De beste manier om aan het lessenpakket MO te werken blijft in elk geval de formule waarbij in een diverse groep, samen met een docent, aan kennis, vaardigheden en attitudes gewerkt wordt rond de voorgestelde leeromgevingen. Zo wordt het mogelijk proefondervindelijk en zelfstandig de eigen plaats in de nieuwe samenleving te zoeken en te vinden. Hiervoor moeten de cursisten de nodige tijd en aangepaste methodieken krijgen. Er zou ook zo veel mogelijk samen met bestaande diensten en actoren uit de lokale samenleving aan vaardigheden en attitudes gewerkt moeten worden. Hun aanwezigheid en reacties betekenen een verdieping van de aangeboden leerinhouden. Het doorlopen van het programma van de lessen MO, waarbij de belangrijkste (en soms heel complexe) aspecten van de nieuwe samenleving toegelicht worden, de onderlinge uitwisseling binnen divers samengestelde leergroepen en het contact met de omringende samenleving betekenen een grote meerwaarde voor de nieuwkomers. Zo zijn ze op een reflexieve, open en rustige manier bezig met reële aspecten die met hun inburgeringsproces verbonden zijn.

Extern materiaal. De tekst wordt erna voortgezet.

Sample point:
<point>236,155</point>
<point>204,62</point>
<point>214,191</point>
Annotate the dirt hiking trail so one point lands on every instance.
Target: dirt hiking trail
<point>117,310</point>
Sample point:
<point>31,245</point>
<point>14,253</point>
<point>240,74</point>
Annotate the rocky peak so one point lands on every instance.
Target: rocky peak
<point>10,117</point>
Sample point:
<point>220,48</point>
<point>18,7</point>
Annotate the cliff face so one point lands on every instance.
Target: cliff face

Door deze onderwerpen in een afzonderlijk pakket MO aan te bieden, worden trajectbegeleiders, reguliere voorzieningen en NT2-leerkrachten sterk ontlast en komt er een correcter gebruik van sociale voorzieningen. Bovendien worden samenlevingsproblemen die vaak het gevolg zijn van misverstanden of onwetendheid vermeden.

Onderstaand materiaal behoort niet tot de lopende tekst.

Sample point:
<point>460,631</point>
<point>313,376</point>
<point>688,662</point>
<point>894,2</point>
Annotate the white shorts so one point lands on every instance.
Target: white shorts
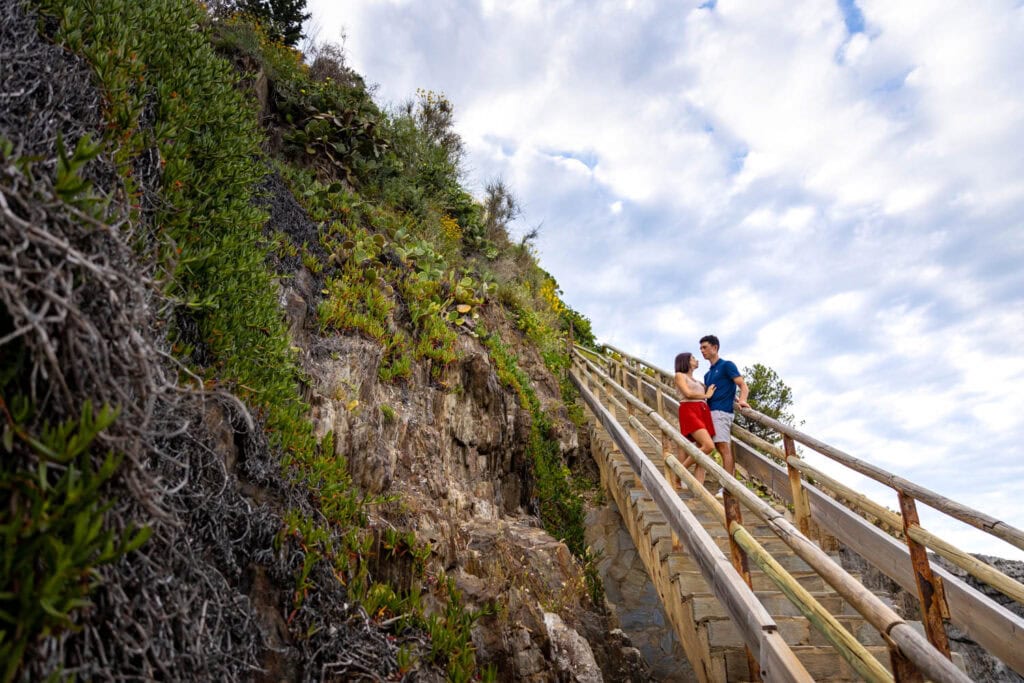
<point>723,426</point>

Ongeacht de samenstelling van de leergroepen en de tijd die kan worden besteed aan het pakket MO, verdient het aanbeveling zo veel mogelijk rekening te houden met de competenties en leerbehoeften van elke afzonderlijke cursist. Maatwerk en het oordeelkundig inzetten van een gedifferentieerde pedagogiek zullen het leerproces daarbij vergemakkelijken. Het inbouwen van een speciaal op de lessen gericht intakemoment verhoogt in grote mate de slaagkansen van het MO-programma en vandaar van het totale inburgeringsprogramma. Hierdoor worden de specifieke achtergronden, competenties en leerbehoeften van elke nieuwkomer beter in kaart gebracht, gevaloriseerd en ingezet binnen de leergroepen. Dit intakemoment wordt beter als een proces dan als een alleenstaand gesprek uitgebouwd. 2. De einddoelen voor maatschappelijke oriëntatie Algemene doelstelling van het pakket MO is het zelfstandig functioneren van de nieuwkomer verhogen in de nieuwe samenleving waarin hij terechtkomt.Om daartoe te komen, moet er aandacht zijn voor het verwerven van kennis en ook voor het aanleren van vaardigheden en attitudes (competentiegerichte aanpak).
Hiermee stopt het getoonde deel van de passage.